Nel 2000 Nicola Ferraro fa candidare lo zio e lo fa eleggere, nel 2005 si candida lui direttamente alle elezioni regionali, con l’intera famiglia Schiavone e l’intero gruppo criminale ad essa riconducibile, assolutamente fondamentale nelle gerarchie complessive del clan dei casalesi, letteralmente mobilitato per sostenerlo casa per casa con il massimo impegno, secondo il racconto preciso che di quella campagna elettorale fa Nicola Schiavone.

Ferraro si aggrega all’Udeur di Clemente Mastella, portando la guerra elettorale in casa di Nicola Cosentino. E lo fa proprio in uno dei momenti decisivi della “vita in politica” di quest’ultimo, quando Cosentino si candida a presidente della Provincia e quelle elezioni perde. I numeri, che noi abbiamo studiato a fondo, parlano chiaro: le perse perchè Nicola Ferraro e tutta quanta la sua area economico imprenditoriale di riferimento e, stando al racconto di Nicola Schiavone, insieme ad un potentissimo apparato camorristico, costituita dai tanti indotti che si affasciavano alla sua Ecocampania, si schiera col centrosinistra e determina la vittoria di Sandro De Franciscis.

Interessante, non tanto come costruzione di uno spaccato di ampio respiro ma come elemento di conoscenza biografica di Nicola Ferraro, è il racconto degli anni 90, cioè quelli in cui un Nicola Schiavone ancora adolescente viveva lo strapotere criminale, e non solo, del padre Francesco. A noi per esempio era sfuggito la rivelazione di Schiavone junior sul fatto che l’amicizia personale tra suo padre e Nicola Ferraro era stata sancita da un atto di disponibilità importantissimo dato che in un periodo in cui era latitante, Sandokan, a detta di suo figlio, sarebbe stato ospitato proprio dall’imprenditore dei rifiuti.

Il resto dell’interrogatorio non propone fatti inediti. Nicola Schiavone riesce tutto sommato a tenere testa all’abile interrogatorio di controesame dell’avvocato difensore Giuseppe Stellato, il quale prova a rimettere sulla Terra, su un piano di concretezza effettuale, i racconti di scenario espressi dal pentito. Ad esempio, Stellato fa emergere con chiarezza che l’operazione per la gara d’appalto per la raccolta rifiuti a Casal di Principe, per la quale Nicola Schiavone dice di aver malmenato Sergio Orsi non sparandogli solo grazie all’intervento di Lello Letizia che si interpose, non la vinsero Nicola Ferraro e l’Ecocampania, nonostante il fatto che l’allora giovane boss si definiva come del resto fa ancora negli interrogatori che rende, al cospetto dei pm ma anche al cospetto dei collegi giudicanti, il sindaco di fatto di Casale.

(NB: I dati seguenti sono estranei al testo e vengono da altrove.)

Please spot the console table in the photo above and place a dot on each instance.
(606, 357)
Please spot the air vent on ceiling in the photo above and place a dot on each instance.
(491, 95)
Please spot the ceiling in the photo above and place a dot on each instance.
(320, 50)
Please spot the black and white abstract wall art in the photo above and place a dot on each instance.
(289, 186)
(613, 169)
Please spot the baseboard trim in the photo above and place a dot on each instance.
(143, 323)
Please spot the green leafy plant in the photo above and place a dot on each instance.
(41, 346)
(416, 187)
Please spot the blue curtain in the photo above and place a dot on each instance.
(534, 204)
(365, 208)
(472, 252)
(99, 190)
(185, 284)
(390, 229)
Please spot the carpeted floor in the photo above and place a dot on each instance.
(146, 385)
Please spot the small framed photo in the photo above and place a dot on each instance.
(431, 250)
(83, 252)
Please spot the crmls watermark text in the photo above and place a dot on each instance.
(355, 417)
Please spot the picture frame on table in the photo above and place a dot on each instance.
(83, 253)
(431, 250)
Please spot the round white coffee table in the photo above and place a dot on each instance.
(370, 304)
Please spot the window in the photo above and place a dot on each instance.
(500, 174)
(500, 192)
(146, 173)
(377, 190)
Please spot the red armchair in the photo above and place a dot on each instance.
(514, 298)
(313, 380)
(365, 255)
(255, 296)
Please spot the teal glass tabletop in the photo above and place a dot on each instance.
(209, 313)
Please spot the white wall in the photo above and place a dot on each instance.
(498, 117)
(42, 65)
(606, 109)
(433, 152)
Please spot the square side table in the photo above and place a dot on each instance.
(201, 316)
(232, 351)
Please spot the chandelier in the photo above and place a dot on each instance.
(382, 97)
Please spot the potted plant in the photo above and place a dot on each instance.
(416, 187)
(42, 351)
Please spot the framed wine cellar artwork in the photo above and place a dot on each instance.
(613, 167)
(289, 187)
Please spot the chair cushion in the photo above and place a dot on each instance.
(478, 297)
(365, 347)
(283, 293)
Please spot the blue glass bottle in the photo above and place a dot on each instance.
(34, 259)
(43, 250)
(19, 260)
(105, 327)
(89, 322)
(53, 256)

L’avvocato Stellato non può utilizzare lo stesso argomento su un’altra gara fondamentale nella costruzione delle accuse formulate a carico di Ferraro, cioè quella relativa al project financing per la gestione del cimitero di Villa Literno. Lì, infatti, l’aggiudicazione ai fratelli Mastrominico ci fu per davvero. Si ha la sensazione che l’avvocato in questo caso tenti di minimizzare il ruolo di Ferraro in quell’operazione, attraverso domande precise rivolte a Nicola Schiavone. Questi, però, da parte sua riesce a reggere piuttosto bene il confronto, senza svicolare, e a mantenere, conseguentemente, integra la struttura della sua ricostruzione dei fatti, che racconta di un Nicola Ferraro artefice, mediatore, protagonista di un meccanismo di equilibrio politico-camorristico, che portò all’assegnazione di quei lavori ai fratelli Mastrominico i quali, in quanto imprenditori di riferimento Antonio Iovine ‘o ninno, erano graditi anche agli Schiavone.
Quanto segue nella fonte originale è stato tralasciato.